Iran’s hubris is prescription for failure

Numbers are the Iranian response to its failure to achieve real hits and effective penetration of enemy airspace.
There is no underestimating Iran’s military capabilities, especially those of the Revolutionary Guard Corps (IRGC).
The Guards have at their disposal the capabilities of an entire nation and can use them as they so desire. In addition to their military power, the Guards have the ear of the Supreme Leader, Ayatollah Ali Khamenei, who can transform any idea into a political decision that would be binding for the whole Iranian state.
We can level a lot of criticism at Iran based on our political views towards the regime in Tehran, but no one can say that Iran is not a nation with a deep-rooted history.
As an ancient nation, Iran can provide its projects with the human potential derived from its accumulated knowledge, in addition to the billions of dollars which accrue from oil revenues. These facts are what made Iran continue its war with Iraq in the 1980s for a long time. These same facts are also fuelling Iran’s current stubborn attitude which is driving it to continue challenging the West and Israel.
But these are dangerous facts that have run against Iran’s interests as it tried to reach unachievable goals. Everything indicates that Tehran’s failure in the Iraq-Iran war is likely to be repeated.
Two days ago, Kamal Kharrazi, advisor to the supreme leader, said that Iran is in the process of expanding the range of its ballistic missiles. Initial estimates for Operations True Promise 1 and True Promise 2 showed that Iran fired more than 300 ballistic missiles at Israel. In April, ballistic missiles accounted for more than half of what was fired at Israel, while drones and cruise missiles accounted for the rest. The attack failed abysmally as Iran was unable to score a single hit. When it tried again in Operation True Promise 2, early last month, it realised that drones and cruise missiles had no chance of even distracting Israel’s air defences so as to allow ballistic missiles to reach their targets. Therefore, Iran focused on using advanced missile models, some of which are hypersonic missiles posing a speed and manoeuvring challenge to Israeli defence systems. About a third of the missiles was able to reach their targets making for impressive optics.
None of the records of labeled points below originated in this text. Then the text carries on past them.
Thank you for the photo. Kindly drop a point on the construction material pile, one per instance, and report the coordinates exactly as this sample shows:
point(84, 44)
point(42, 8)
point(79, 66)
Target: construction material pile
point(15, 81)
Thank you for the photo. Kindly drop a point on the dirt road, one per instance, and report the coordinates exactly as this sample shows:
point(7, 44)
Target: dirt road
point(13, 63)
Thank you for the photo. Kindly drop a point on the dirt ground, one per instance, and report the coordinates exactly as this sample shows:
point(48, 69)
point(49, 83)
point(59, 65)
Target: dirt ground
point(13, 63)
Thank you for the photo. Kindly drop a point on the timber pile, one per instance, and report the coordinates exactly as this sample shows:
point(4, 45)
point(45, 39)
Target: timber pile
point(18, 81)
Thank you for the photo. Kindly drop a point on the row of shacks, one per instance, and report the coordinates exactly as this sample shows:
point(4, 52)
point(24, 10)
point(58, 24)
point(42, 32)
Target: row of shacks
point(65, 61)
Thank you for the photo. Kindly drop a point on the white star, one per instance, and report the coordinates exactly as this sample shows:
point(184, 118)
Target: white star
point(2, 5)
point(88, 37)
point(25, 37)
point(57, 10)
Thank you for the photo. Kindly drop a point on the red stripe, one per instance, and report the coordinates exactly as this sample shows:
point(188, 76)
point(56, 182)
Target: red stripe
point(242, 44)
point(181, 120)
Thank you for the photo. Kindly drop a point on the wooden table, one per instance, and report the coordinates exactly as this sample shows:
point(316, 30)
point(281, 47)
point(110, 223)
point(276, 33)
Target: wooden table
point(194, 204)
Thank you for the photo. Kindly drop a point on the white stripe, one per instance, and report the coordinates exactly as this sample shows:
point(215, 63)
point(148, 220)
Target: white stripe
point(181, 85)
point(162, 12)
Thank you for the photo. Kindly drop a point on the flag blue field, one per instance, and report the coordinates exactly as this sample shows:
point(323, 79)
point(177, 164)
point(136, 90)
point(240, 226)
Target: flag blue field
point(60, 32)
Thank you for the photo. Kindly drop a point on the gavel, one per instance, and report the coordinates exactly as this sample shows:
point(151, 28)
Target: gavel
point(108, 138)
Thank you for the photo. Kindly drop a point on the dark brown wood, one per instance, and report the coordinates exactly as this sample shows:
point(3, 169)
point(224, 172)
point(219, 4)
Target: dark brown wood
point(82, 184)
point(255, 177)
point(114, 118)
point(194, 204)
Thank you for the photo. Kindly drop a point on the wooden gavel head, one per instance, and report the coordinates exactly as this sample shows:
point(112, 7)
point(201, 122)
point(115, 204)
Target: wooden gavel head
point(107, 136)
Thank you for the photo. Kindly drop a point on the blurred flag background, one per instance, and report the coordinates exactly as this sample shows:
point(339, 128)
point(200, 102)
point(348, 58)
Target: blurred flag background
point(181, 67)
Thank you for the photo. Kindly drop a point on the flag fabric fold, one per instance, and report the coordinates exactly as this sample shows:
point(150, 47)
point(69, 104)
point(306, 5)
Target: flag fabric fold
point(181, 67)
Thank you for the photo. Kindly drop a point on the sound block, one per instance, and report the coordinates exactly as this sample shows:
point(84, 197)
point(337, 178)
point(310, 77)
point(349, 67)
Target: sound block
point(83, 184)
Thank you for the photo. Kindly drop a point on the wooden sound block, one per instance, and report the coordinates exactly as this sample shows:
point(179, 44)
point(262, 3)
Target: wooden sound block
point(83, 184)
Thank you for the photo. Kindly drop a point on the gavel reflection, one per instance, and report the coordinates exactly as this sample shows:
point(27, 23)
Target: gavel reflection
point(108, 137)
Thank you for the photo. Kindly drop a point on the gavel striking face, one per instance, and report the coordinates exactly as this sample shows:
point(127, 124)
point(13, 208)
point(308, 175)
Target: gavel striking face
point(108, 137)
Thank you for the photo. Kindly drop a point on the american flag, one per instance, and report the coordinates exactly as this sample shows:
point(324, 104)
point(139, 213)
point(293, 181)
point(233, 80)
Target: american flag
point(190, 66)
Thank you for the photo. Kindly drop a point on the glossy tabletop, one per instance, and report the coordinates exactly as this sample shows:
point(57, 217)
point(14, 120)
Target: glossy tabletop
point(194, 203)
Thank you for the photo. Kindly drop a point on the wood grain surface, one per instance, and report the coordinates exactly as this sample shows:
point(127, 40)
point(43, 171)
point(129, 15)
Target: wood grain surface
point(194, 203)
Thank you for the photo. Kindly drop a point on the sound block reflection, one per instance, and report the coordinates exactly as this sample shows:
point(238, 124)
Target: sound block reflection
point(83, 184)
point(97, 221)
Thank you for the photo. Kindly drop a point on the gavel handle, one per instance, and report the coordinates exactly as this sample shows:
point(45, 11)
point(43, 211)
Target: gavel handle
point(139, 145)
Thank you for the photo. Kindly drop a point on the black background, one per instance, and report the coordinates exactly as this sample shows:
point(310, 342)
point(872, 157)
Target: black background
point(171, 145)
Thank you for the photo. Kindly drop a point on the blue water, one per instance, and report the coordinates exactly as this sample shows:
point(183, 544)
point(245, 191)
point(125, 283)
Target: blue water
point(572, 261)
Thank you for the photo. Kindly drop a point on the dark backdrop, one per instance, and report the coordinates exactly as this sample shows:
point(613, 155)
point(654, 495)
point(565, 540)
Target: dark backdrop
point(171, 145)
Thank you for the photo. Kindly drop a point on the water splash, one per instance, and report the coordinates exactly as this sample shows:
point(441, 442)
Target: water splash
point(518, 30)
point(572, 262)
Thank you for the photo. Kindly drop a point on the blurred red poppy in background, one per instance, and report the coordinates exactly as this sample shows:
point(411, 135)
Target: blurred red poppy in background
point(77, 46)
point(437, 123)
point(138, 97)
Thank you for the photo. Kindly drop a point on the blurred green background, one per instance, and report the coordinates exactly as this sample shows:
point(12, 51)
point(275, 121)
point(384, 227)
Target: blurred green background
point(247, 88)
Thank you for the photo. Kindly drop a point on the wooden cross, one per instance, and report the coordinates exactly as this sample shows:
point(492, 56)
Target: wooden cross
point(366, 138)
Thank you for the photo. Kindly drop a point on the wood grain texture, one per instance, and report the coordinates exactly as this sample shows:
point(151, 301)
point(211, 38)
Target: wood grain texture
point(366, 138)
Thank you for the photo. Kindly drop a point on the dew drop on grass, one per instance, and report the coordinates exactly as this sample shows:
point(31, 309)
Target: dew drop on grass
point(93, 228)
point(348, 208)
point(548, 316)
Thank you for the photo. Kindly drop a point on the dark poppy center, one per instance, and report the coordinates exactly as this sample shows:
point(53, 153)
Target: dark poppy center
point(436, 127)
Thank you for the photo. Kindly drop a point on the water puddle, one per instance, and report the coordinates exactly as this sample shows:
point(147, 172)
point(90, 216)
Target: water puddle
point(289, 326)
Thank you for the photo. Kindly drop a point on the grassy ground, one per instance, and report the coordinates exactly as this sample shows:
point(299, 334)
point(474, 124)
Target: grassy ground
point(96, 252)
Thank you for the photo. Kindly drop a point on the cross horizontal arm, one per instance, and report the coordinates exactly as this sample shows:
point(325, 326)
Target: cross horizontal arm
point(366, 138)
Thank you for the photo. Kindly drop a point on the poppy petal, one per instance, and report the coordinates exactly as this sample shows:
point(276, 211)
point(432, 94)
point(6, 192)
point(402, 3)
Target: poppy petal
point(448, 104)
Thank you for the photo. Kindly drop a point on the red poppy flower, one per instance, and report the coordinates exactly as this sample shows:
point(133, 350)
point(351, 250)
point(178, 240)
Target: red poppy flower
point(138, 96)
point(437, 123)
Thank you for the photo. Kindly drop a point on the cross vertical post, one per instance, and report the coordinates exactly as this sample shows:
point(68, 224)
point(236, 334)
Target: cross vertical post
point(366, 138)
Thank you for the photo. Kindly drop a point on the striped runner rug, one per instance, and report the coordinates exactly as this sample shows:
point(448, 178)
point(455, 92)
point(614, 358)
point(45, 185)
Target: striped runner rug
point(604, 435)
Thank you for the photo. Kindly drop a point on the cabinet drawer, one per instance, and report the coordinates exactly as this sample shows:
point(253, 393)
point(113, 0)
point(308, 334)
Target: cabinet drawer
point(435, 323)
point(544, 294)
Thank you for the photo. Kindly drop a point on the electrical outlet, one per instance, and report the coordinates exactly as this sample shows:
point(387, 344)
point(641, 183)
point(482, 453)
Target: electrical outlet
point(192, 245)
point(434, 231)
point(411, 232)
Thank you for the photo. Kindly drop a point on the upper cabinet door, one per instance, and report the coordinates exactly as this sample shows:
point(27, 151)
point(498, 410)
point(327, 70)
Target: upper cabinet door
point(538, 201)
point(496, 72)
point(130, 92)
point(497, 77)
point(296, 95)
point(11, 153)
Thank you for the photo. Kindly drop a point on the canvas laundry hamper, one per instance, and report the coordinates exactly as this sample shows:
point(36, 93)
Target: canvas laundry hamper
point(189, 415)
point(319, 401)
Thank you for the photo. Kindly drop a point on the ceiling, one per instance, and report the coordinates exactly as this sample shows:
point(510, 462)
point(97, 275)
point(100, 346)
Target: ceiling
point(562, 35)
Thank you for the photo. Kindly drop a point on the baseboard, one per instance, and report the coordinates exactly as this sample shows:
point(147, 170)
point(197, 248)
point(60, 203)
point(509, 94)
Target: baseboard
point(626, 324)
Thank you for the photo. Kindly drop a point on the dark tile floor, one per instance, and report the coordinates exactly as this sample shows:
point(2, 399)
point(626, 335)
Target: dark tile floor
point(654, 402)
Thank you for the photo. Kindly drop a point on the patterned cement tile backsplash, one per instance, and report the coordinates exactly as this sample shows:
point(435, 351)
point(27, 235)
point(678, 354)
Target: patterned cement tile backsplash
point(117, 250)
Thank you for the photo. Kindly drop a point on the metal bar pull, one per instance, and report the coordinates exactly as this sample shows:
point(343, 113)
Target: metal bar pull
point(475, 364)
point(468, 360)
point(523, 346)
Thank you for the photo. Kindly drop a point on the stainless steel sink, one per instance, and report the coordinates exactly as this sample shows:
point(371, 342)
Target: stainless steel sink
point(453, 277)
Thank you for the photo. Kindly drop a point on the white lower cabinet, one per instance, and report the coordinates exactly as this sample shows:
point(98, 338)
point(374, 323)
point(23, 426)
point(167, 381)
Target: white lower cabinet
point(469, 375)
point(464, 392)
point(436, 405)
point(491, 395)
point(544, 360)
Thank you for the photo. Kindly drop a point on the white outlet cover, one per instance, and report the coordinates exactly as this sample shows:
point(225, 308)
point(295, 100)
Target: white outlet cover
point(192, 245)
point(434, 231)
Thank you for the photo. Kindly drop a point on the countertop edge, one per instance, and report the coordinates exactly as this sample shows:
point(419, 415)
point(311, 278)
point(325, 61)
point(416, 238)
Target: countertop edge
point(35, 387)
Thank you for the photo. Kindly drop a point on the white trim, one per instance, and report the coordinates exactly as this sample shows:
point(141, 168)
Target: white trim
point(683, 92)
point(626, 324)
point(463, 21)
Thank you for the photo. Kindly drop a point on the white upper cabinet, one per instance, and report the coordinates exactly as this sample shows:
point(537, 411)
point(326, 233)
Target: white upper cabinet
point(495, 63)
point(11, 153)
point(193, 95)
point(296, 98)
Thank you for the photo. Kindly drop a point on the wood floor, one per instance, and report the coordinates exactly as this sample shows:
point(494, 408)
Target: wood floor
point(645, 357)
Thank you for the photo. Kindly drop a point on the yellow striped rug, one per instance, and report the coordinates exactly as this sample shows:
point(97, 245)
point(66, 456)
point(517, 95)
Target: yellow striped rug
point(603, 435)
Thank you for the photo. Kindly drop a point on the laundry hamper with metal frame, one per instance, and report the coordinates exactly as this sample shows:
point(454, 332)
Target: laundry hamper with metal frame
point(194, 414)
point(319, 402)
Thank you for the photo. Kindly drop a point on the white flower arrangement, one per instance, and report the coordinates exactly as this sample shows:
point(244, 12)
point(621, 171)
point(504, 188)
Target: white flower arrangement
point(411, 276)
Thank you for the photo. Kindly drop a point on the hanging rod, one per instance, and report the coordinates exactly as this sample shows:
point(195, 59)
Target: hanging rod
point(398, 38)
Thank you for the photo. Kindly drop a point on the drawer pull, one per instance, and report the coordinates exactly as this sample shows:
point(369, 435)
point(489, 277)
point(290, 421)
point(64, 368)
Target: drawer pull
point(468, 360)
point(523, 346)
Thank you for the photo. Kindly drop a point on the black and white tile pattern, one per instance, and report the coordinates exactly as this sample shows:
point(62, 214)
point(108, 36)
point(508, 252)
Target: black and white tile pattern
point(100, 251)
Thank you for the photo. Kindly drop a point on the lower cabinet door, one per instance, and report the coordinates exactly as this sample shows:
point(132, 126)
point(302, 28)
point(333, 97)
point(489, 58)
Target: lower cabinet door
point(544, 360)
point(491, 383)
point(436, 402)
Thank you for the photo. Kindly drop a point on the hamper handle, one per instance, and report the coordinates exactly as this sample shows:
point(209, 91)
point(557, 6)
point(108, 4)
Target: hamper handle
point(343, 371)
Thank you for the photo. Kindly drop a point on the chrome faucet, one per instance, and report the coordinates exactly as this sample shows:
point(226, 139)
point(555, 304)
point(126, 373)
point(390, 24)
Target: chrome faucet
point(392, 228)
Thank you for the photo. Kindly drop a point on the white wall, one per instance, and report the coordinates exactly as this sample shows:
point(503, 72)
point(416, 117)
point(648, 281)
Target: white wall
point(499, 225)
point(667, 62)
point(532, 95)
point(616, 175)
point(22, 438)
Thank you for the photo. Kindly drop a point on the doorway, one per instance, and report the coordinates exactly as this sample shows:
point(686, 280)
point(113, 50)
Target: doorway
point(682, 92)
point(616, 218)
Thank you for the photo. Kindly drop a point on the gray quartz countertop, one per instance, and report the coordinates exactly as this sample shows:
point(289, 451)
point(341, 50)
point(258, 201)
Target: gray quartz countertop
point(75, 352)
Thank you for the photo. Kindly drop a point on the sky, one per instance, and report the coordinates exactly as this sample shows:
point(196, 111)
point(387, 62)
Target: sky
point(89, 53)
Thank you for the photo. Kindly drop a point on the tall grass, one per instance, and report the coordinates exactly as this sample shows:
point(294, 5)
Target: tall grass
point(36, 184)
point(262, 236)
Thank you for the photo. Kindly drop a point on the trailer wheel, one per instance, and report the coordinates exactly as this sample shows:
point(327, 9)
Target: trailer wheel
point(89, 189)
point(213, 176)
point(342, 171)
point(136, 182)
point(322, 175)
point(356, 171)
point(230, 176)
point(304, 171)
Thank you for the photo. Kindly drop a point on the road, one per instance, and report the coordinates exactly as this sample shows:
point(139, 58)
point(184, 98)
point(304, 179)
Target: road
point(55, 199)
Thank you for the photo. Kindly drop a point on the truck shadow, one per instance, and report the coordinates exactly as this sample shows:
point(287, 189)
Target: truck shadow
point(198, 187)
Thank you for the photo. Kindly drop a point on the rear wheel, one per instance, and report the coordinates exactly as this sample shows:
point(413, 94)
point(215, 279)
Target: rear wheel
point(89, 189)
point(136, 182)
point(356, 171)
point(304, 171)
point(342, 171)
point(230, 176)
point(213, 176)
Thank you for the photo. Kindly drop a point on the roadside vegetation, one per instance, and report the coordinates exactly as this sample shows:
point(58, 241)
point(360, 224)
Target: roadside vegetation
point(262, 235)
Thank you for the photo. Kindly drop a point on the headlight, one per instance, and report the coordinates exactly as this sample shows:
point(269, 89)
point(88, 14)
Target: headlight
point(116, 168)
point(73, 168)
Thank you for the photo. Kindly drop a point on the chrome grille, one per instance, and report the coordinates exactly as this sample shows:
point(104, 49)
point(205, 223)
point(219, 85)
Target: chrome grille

Israeli media leaks indicated that Israel chose not to intercept some of the incoming missiles because their trajectories showed that they were aimed at warplane underground hangars in the Negev, and that the cost of repairing the concrete shelters was very small compared to the cost of intercepting them with advanced missiles that cost millions.
Iranian hypersonic missile systems do nonetheless make it difficult to predict with accuracy whether Israeli or Western defence systems can completely prevent missiles from penetrating Israeli airspace and reaching their targets. In practical terms, there is a trade-off to be made between the extent of damage that can be inflicted by the missiles and the potential harm that can be triggered by the subsequent response. This was clear in Israel’s calibrated response when its aircraft attacked Iranian targets in more than one province, including Tehran itself. What Kharrazi wanted to say is that Iran will manufacture more missiles and with longer range. Numbers are the Iranian response to its failure to achieve real hits and effective penetration of enemy airspace in order to be able at a minimum to claim that it has avenged Israel’s killing of Hezbollah Secretary-General Hassan Nasrallah, his ordained successor Hashem Safieddine and Hamas Political Bureau Chief Ismail Haniyeh, along with virtually all the elite leaders in Hezbollah and Hamas. Yahya Sinwar must be wondering if anyone is going to avenge him.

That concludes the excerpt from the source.